Filing for Free, Over $72,000 in Income
The IRS has wisely determined that filing taxes should be free for all Americans, and they’ve provided an application for those who fall above the $72,000 income limit. However, the application, Free File Fillable Forms, will not walk you through your income and deductions with a page-by-page questionnaire. Instead, the program assumes you have a base-level understanding of your tax situation and can work your way around the various tax forms. If you have a similar return from year to year, meaning your income, deductions, and credits come from the same sources each year, this is a great option for you.
When you fill out the Free File Fillable Forms, you must select the forms you use. They will not be automatically provided to you. Also, you have to ensure that numbers carry from tax form to tax form, and occasionally re-insert numbers on the same form and do a little math. You will also have to calculate the taxes you owe based on your taxable income. You can find the tax tables and formulas at the IRS’s website, but make sure the tax rate fits your situation, whether single, head of household, married filing jointly, or married filing separately.
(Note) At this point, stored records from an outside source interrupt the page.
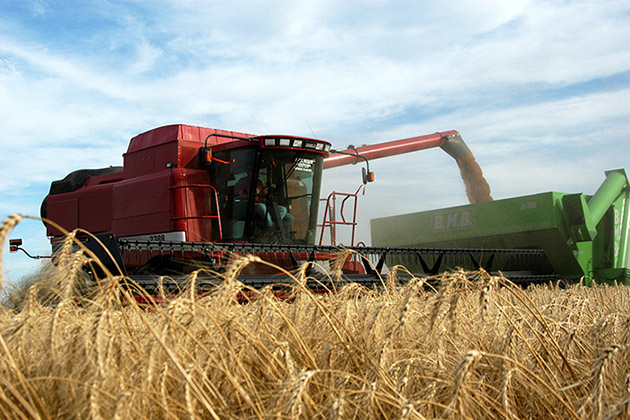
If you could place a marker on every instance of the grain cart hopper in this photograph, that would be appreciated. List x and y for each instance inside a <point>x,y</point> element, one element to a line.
<point>581,235</point>
<point>198,194</point>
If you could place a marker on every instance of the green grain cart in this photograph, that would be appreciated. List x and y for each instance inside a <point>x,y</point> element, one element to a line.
<point>583,237</point>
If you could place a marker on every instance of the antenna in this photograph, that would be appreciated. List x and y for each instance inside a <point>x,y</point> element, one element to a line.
<point>309,127</point>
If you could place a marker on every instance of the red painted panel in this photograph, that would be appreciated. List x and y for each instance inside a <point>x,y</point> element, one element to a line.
<point>142,205</point>
<point>63,210</point>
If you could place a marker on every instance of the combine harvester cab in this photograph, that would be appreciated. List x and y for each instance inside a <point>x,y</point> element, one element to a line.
<point>583,237</point>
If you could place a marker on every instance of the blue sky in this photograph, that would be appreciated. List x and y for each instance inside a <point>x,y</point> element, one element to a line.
<point>540,90</point>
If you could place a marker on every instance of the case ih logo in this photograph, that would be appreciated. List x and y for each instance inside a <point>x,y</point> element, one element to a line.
<point>457,219</point>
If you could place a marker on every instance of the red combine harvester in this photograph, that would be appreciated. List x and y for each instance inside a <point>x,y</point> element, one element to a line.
<point>198,194</point>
The free fillable forms option is the most prone to errors, so only use it if you’re confident with your tax situation. Compare to prior year returns, and double check numbers. Make sure you don’t miss including a credit or an errant 1099 form.
Submitting and Filing Your Free Return
When you’ve made sure your numbers are right, decide how you want your refund returned to you or how you want to submit your payment. Consider that for the fastest refund (and also, the fastest potential stimulus money), you should include your routing number and bank account number. Then sign and submit that free return.
If you followed all these steps, then congratulations! You are now one of the minority of Americans who can and does complete their own taxes. You’ve probably saved more than $100, you have a better understanding of your income taxes, a more complete picture of your finances, and therefore a better grip on your future.